Habían mantenido una larga discusión con Ambrosch sobre el complemento para ropa y el dinero de bolsillo de Ántonia. Él quería que cada mes le entregaran hasta el último centavo del salario de su hermana, para darle luego las ropas que considerara necesarias. Cuando la señora Harling le dijo con firmeza que retendría cincuenta dólares al año para disfrute personal de Ántonia, Ambrosch exclamó que querían llevarse a su hermana a la ciudad y emperifollarla y hacer de ella una tonta. La señora Harling nos hizo una vívida descripción del comportamiento de Ambrosch durante toda la entrevista; explicó que no paraba de levantarse y de ponerse la gorra, como si diera por zanjado el asunto, y que su madre le tiraba del faldón de la chaqueta y le apuntaba lo que debía decir en bohemio. La señora Harling acordó finalmente pagar tres dólares a la semana por los servicios de Ántonia —un buen salario en aquel tiempo— y proporcionarle el calzado. Se había producido una acalorada disputa con respecto a los zapatos, tras la cual la señora Shimerda había dicho finalmente, con tono persuasivo, que enviaría tres gansos cebados al año a la señora Harling para «arreglar cuentas». Ambrosch llevaría a su hermana a la ciudad el sábado siguiente.

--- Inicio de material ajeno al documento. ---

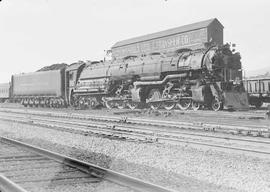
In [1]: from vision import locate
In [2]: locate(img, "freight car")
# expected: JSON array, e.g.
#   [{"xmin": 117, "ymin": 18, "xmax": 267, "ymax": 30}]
[
  {"xmin": 243, "ymin": 77, "xmax": 270, "ymax": 108},
  {"xmin": 0, "ymin": 83, "xmax": 10, "ymax": 103}
]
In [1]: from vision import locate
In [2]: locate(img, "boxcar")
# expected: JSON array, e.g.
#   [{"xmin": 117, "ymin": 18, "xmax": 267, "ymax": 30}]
[{"xmin": 244, "ymin": 77, "xmax": 270, "ymax": 108}]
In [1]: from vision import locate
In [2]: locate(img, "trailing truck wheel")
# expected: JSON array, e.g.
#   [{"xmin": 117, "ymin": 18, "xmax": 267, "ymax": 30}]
[
  {"xmin": 255, "ymin": 100, "xmax": 263, "ymax": 109},
  {"xmin": 105, "ymin": 101, "xmax": 114, "ymax": 109},
  {"xmin": 127, "ymin": 101, "xmax": 138, "ymax": 110},
  {"xmin": 177, "ymin": 99, "xmax": 192, "ymax": 110},
  {"xmin": 148, "ymin": 89, "xmax": 161, "ymax": 110},
  {"xmin": 191, "ymin": 101, "xmax": 201, "ymax": 111},
  {"xmin": 116, "ymin": 101, "xmax": 126, "ymax": 109},
  {"xmin": 211, "ymin": 98, "xmax": 222, "ymax": 111},
  {"xmin": 163, "ymin": 101, "xmax": 175, "ymax": 111}
]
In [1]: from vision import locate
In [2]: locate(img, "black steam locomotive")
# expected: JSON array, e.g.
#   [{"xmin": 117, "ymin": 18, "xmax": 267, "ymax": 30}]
[{"xmin": 0, "ymin": 19, "xmax": 248, "ymax": 111}]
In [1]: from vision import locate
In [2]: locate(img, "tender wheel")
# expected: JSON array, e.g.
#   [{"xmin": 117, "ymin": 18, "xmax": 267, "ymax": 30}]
[
  {"xmin": 192, "ymin": 101, "xmax": 201, "ymax": 111},
  {"xmin": 163, "ymin": 101, "xmax": 176, "ymax": 111},
  {"xmin": 255, "ymin": 100, "xmax": 263, "ymax": 109},
  {"xmin": 105, "ymin": 101, "xmax": 114, "ymax": 109},
  {"xmin": 89, "ymin": 99, "xmax": 97, "ymax": 109},
  {"xmin": 177, "ymin": 99, "xmax": 192, "ymax": 110},
  {"xmin": 148, "ymin": 89, "xmax": 161, "ymax": 110},
  {"xmin": 211, "ymin": 98, "xmax": 222, "ymax": 111},
  {"xmin": 116, "ymin": 101, "xmax": 126, "ymax": 109},
  {"xmin": 127, "ymin": 101, "xmax": 138, "ymax": 110}
]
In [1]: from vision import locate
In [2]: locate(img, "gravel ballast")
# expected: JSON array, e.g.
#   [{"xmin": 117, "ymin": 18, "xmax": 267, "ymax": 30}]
[{"xmin": 0, "ymin": 122, "xmax": 270, "ymax": 192}]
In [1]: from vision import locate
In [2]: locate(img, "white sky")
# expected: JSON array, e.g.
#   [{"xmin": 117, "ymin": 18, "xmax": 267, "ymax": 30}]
[{"xmin": 0, "ymin": 0, "xmax": 270, "ymax": 83}]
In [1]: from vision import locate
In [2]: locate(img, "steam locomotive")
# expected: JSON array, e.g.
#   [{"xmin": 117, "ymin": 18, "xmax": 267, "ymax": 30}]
[
  {"xmin": 0, "ymin": 44, "xmax": 247, "ymax": 111},
  {"xmin": 0, "ymin": 19, "xmax": 248, "ymax": 111}
]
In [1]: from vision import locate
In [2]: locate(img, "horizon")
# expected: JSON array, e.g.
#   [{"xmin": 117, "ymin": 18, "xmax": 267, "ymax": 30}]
[{"xmin": 0, "ymin": 0, "xmax": 270, "ymax": 83}]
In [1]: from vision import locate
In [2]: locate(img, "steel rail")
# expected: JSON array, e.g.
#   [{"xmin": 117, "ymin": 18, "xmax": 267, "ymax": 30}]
[
  {"xmin": 0, "ymin": 112, "xmax": 270, "ymax": 144},
  {"xmin": 0, "ymin": 114, "xmax": 270, "ymax": 155},
  {"xmin": 1, "ymin": 107, "xmax": 270, "ymax": 134},
  {"xmin": 0, "ymin": 175, "xmax": 27, "ymax": 192},
  {"xmin": 0, "ymin": 137, "xmax": 174, "ymax": 192}
]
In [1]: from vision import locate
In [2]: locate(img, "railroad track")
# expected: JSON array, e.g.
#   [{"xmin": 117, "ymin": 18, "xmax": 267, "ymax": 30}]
[
  {"xmin": 1, "ymin": 109, "xmax": 270, "ymax": 156},
  {"xmin": 0, "ymin": 108, "xmax": 270, "ymax": 137},
  {"xmin": 0, "ymin": 137, "xmax": 172, "ymax": 192}
]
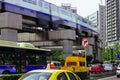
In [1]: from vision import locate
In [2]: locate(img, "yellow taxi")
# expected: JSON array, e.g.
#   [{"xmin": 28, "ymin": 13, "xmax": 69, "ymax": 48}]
[{"xmin": 18, "ymin": 70, "xmax": 81, "ymax": 80}]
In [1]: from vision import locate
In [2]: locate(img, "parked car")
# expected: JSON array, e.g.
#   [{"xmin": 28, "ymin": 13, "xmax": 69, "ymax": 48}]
[
  {"xmin": 116, "ymin": 64, "xmax": 120, "ymax": 77},
  {"xmin": 18, "ymin": 70, "xmax": 81, "ymax": 80},
  {"xmin": 103, "ymin": 64, "xmax": 115, "ymax": 71},
  {"xmin": 51, "ymin": 61, "xmax": 61, "ymax": 69},
  {"xmin": 90, "ymin": 64, "xmax": 104, "ymax": 73}
]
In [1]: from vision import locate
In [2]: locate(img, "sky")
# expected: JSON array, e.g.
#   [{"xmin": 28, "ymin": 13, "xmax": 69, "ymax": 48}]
[{"xmin": 45, "ymin": 0, "xmax": 104, "ymax": 17}]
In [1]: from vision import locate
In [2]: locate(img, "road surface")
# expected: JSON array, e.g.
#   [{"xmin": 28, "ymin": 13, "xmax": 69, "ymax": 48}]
[{"xmin": 97, "ymin": 76, "xmax": 120, "ymax": 80}]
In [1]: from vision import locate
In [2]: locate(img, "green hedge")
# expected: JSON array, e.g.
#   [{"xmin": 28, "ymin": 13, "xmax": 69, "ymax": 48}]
[
  {"xmin": 74, "ymin": 71, "xmax": 89, "ymax": 80},
  {"xmin": 0, "ymin": 74, "xmax": 22, "ymax": 80}
]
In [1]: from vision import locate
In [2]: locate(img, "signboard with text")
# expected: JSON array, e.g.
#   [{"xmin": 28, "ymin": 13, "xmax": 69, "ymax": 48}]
[{"xmin": 82, "ymin": 38, "xmax": 89, "ymax": 48}]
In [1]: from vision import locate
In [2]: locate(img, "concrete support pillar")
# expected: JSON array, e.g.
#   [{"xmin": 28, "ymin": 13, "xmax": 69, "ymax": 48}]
[
  {"xmin": 62, "ymin": 40, "xmax": 73, "ymax": 59},
  {"xmin": 1, "ymin": 28, "xmax": 18, "ymax": 41},
  {"xmin": 0, "ymin": 12, "xmax": 22, "ymax": 41}
]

—Es muy posible que al principio la encuentre torpe y ruda —dijo la abuela con inquietud—, pero a menos que la dura vida que ha llevado la haya estropeado ya, tiene un carácter muy servicial.
La señora Harling soltó una de sus carcajadas breves y decididas.
—¡Oh, eso no me preocupa, señora Burden! Creo que podré sacar lo mejor que hay en ella. Tiene diecisiete años apenas, no es demasiado vieja para aprender. ¡Y es guapa, además! —añadió calurosamente. Frances se volvió hacia la abuela.
—¡Ah, sí, señora Burden, no nos lo había dicho! Estaba trabajando en el huerto cuando llegamos, descalza y harapienta. Pero tiene unos espléndidos brazos morenos, igual que las piernas, y un maravilloso color en las mejillas, como esas grandes ciruelas de color rojo oscuro.
Nos agradaron estas alabanzas. La abuela habló con profunda emoción.
—Cuando llegó aquí con su familia, Frances, y tenía a aquel gentil hombre que era su padre para vigilarla, era la niña más bonita que se pueda imaginar. Pero ¡Dios Santo, menuda vida ha llevado en los campos con esos brutos segadores! Las cosas habrían sido muy distintas para la pobre Ántonia si su padre hubiera vivido.
Los Harling nos pidieron que les habláramos de la muerte del señor Shimerda y de la gran tormenta de nieve. Cuando vimos al abuelo llegando a casa desde la iglesia, les habíamos contado ya prácticamente todo lo que sabíamos de los Shimerda.
—La chica será feliz aquí y olvidará esas cosas —dijo la señora Harling con tono confiado, cuando nos levantamos para irnos.